At the end of his Oscars acceptance speech, best supporting actor winner Sam Rockwell dedicated the award to his late "old buddy" Philip Seymour Hoffman.

The "Three Billboards Outside Ebbing, Missouri" star got emotional when asked about his speech backstage.

Rockwell explained that Hoffman was "an old friend" who once directed him in a play at the Public Theater in New York City.

"He was a great inspiration and a great theater director," Rockwell said, adding that they were "very close."

"He inspired me and I could go on for an hour about Phil Hoffman," he continued. "Philip Seymour Hoffman was a good friend and he was a huge, huge inspiration on me."

PHOTO: Philip Seymour Hoffman and Sam Rockwell are seen on Dec. 6, 2010, in New York City.
Ryan McCune/Patrick McMullan via Getty Images
Philip Seymour Hoffman and Sam Rockwell are seen on Dec. 6, 2010, in New York City.

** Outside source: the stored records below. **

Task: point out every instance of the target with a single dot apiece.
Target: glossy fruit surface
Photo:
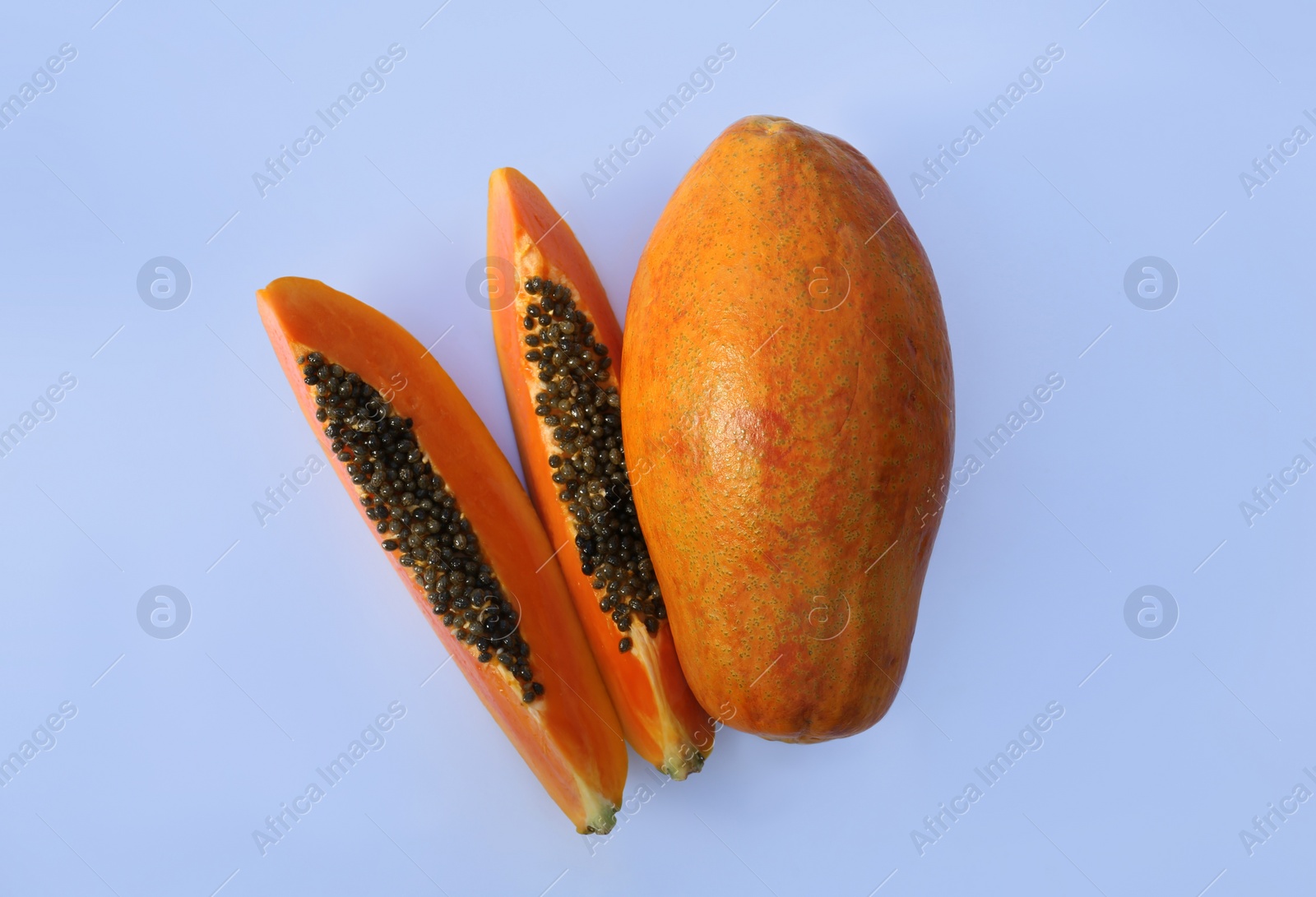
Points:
(787, 401)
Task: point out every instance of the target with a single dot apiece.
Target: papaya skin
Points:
(785, 321)
(569, 737)
(660, 714)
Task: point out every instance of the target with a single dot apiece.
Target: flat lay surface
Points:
(1109, 679)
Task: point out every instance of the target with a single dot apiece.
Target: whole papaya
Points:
(787, 420)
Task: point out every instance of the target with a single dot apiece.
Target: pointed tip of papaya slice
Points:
(568, 732)
(658, 712)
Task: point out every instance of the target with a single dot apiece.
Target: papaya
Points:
(458, 528)
(789, 370)
(558, 344)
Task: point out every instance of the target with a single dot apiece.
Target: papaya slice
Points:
(460, 530)
(558, 344)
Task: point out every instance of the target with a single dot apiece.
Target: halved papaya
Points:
(460, 530)
(558, 344)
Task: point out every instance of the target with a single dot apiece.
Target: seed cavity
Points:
(581, 405)
(411, 504)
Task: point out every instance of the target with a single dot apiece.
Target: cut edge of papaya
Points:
(526, 238)
(570, 737)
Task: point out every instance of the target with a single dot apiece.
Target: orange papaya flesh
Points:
(460, 530)
(558, 344)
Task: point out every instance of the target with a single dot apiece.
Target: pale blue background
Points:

Hoffman, who won a best actor Oscar in 2006 for his role in "Capote," died of acute mixed drug intoxication in 2014 at the age of 46.

Rockwell, 49, had been a favorite to win the best supporting actor award, having also taken home a Screen Actors Guild and a Golden Globe, among other honors.

"Three Billboards Outside Ebbing, Missouri" was nominated for seven awards, including best picture.